Do pensions need a rebrand?

The best way to accumulate wealth

Would you like to shelter up to €2 million of assets from tax in a ringfenced investment account in your own name? Would you like to take out €200,000 of this tax-free at retirement plus a further €300,000 at a 20% tax rate?

Only pensions do that. A pension is not just a long-term savings product to fund a retirement. A pension is actually a sophisticated investment holdings structure for growing personal wealth. This is particularly applicable to business owners, wealth creators and high-level professionals – people with the potential to earn very high incomes and, therefore, are vulnerable to high tax. Yes, pensions come with the bonus of tax reliefs on accumulation. But the real opportunity for high earners is the ability to use this tool to seed a personal investment pot which also enjoys tax-free growth.

The tax advantages are significant but how the money is managed is at the discretion of the holder and this can really make an impact to personal wealth over time. The opportunity to direct investment growth and create wealth in this way is sizeable. Further, this benefit offers an important way for owners to diversify their wealth away into other assets to mitigate risk from their principal income stream.

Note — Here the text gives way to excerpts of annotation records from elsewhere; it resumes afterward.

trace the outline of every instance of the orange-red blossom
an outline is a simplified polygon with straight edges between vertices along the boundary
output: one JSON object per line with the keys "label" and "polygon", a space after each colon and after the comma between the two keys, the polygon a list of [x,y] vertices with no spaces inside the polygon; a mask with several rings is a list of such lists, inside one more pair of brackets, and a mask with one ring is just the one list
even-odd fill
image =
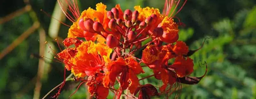
{"label": "orange-red blossom", "polygon": [[[58,54],[58,57],[76,77],[87,82],[91,98],[106,99],[112,92],[119,98],[125,90],[129,91],[130,94],[125,95],[129,97],[139,92],[139,99],[169,94],[170,88],[175,83],[186,83],[178,80],[194,70],[193,60],[187,56],[188,47],[177,41],[178,25],[172,17],[177,13],[170,11],[175,1],[166,0],[162,14],[158,9],[140,6],[134,7],[133,11],[123,11],[118,4],[107,11],[107,6],[100,3],[96,10],[89,8],[80,15],[77,7],[70,4],[68,10],[75,18],[64,12],[73,23],[63,41],[68,48]],[[149,38],[152,40],[142,45]],[[140,50],[141,59],[134,55]],[[168,62],[172,58],[174,63]],[[140,74],[144,73],[142,63],[153,72],[139,79]],[[139,82],[151,76],[163,82],[161,92],[150,83]],[[114,87],[117,84],[119,87]]]}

While typical company schemes direct funds into cookie cutter style asset allocations, our clients can create bespoke portfolios and investment solutions that match their needs in a much more personalised way. For some that might mean direct qualifying private equity investments and direct property. What instruments should be favoured based on your appetite for risk? Can those investments be passed on to your spouse or children tax efficiently?